Es wäre unseriös, im Nachhinein Diagnosen zu erstellen. Aber das Verhalten der Beschuldigten ist von den Betroffenen sehr detailliert geschildert worden. Es gibt auch Angaben in den Kirchenakten. Daraus kann man schon ersehen, dass diese Beschuldigten soziopathische und psychopathische Persönlichkeitsmerkmale gehabt haben. Alkohol hat auch eine Rolle gespielt. Das Machtstreben, das Strafbewusstsein, die Präsenz der Priester in den Familien, die Angriffe auf die Integrität der Menschen, das alles war durchdacht. Die Taten wurden vorbereitet und angebahnt. Ein Kind blutig zu schlagen, ihm nachher eine Jacke zu kaufen oder es zu küssen – das spricht schon für eine schwere Persönlichkeitsstörung.
Ihre Studie zeigt, wie die politische Lage, die Not der Familien, religiöse und moralische Anschauungen und kirchliche Rollenverteilung einen idealen Nährboden für sexuelle Gewalt darstellten. Musste es unter diesen Bedingungen so kommen? Hätte es auch anders laufen können?
Ja, es hätte anders laufen können - weil es auch vielfach anders gelaufen ist. Laut MHG-Studie haben 4,4 Prozent der Kleriker sexuelle Gewalt angewendet – also 95 Prozent nicht. Man kann nicht von Ausnahmen sprechen, dazu ist zu viel passiert. Aber sexuelle Gewalt ist Gott sei Dank nicht die Regel gewesen.
Aber ist genug geschehen, um diese Taten zu stoppen?
Nein.
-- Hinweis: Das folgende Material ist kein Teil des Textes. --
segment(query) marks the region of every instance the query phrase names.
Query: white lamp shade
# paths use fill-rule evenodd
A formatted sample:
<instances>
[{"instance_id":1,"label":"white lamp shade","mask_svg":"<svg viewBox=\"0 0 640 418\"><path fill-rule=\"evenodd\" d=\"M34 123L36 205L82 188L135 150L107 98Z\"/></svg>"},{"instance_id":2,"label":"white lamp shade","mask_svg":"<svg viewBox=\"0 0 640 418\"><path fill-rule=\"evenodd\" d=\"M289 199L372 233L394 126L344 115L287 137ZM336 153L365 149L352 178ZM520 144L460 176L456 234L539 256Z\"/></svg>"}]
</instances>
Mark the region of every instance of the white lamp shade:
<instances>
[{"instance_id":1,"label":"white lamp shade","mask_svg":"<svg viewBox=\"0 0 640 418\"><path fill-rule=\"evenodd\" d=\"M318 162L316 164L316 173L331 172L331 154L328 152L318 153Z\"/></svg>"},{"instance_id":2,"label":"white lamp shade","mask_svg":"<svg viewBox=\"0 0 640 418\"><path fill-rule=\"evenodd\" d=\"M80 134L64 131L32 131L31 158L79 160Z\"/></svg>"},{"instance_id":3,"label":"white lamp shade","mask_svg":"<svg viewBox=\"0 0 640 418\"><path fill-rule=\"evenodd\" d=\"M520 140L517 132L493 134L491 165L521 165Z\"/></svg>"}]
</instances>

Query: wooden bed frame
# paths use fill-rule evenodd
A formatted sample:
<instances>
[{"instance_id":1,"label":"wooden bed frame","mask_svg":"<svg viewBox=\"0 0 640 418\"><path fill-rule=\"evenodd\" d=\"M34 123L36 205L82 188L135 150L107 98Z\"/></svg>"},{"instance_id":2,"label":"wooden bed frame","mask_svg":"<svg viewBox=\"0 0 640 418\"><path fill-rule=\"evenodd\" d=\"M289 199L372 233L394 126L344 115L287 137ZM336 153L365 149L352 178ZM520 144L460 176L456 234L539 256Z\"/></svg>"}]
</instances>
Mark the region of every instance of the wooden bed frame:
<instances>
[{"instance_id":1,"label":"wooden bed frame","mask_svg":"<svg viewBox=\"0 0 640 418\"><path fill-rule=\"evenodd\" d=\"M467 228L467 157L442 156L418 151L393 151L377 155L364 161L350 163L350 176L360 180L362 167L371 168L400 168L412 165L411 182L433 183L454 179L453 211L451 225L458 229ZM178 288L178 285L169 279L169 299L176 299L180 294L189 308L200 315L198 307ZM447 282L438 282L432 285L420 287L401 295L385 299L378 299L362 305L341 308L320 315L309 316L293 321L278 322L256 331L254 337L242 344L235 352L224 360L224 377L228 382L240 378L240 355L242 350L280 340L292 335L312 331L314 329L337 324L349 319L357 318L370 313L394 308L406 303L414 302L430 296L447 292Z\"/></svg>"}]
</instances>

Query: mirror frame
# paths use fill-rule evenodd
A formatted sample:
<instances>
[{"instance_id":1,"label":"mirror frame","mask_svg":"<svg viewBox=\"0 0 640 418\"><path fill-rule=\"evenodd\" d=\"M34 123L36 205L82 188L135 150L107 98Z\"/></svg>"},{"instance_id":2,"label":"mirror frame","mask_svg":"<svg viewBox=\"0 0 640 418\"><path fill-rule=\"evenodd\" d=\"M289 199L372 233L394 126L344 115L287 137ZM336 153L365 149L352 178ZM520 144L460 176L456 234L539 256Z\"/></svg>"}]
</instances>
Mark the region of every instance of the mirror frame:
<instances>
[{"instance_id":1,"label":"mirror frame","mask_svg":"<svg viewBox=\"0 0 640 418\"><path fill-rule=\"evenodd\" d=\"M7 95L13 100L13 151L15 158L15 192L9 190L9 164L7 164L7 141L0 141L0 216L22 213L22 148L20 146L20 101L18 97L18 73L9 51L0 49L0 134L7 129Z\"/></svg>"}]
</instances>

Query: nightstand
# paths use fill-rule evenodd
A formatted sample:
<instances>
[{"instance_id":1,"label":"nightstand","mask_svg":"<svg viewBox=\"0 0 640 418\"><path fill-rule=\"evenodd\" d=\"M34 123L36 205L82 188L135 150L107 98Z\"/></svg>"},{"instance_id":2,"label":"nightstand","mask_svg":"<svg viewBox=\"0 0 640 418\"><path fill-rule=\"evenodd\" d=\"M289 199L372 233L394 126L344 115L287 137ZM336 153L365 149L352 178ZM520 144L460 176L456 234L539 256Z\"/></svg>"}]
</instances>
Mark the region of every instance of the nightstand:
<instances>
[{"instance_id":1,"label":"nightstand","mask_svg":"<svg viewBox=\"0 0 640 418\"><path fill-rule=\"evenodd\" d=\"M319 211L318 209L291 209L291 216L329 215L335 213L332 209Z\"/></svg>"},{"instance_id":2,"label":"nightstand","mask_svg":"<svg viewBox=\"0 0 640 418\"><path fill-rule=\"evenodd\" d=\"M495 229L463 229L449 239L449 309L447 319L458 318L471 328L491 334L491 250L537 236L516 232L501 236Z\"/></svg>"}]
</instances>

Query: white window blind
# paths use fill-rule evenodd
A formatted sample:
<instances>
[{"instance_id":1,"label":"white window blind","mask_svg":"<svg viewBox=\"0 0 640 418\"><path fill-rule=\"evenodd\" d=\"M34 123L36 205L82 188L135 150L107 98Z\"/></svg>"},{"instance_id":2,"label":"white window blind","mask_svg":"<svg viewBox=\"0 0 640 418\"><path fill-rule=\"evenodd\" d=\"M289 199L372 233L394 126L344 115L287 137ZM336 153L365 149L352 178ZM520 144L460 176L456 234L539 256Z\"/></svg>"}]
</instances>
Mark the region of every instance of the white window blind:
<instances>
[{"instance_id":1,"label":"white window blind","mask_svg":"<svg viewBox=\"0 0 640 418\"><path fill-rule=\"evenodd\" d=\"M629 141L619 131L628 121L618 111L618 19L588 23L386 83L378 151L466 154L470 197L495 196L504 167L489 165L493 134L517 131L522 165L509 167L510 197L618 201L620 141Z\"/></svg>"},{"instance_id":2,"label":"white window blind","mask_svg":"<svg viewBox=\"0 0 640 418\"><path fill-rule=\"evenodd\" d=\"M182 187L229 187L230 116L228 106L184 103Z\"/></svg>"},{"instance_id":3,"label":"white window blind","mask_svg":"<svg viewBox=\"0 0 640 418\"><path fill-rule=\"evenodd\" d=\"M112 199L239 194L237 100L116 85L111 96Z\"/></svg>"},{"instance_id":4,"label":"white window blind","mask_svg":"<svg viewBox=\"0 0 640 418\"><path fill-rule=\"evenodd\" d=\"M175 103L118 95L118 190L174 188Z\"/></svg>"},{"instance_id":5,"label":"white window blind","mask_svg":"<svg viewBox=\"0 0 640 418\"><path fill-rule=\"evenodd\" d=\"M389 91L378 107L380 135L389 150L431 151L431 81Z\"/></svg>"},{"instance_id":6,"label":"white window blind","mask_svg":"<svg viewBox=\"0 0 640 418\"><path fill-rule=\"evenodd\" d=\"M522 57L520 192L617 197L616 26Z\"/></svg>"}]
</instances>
Und zu jedem Verbrechen auf der Welt lassen sich begünstigende Faktoren finden. Aber die Gesetzgeber sanktionieren die Tat und setzen auf das Abschreckungsprinzip und haben dadurch einen präventiven Effekt. Wenn aber nicht sanktioniert wird, dann entsteht ein Problem.
Die Studie ist da. Sie ist öffentlich. Welche Wirkung wünschen Sie sich?
Ich habe nach unserer Präsentation Menschen miteinander sprechen sehen. Das hat mich berührt. Ich wünsche mir, dass die katholische Kirche das geschehene Unrecht angemessen entschädigt. Was angemessen ist, entscheiden die Betroffenen selbst. Ich möchte nicht, dass die Studie in die Schublade kommt.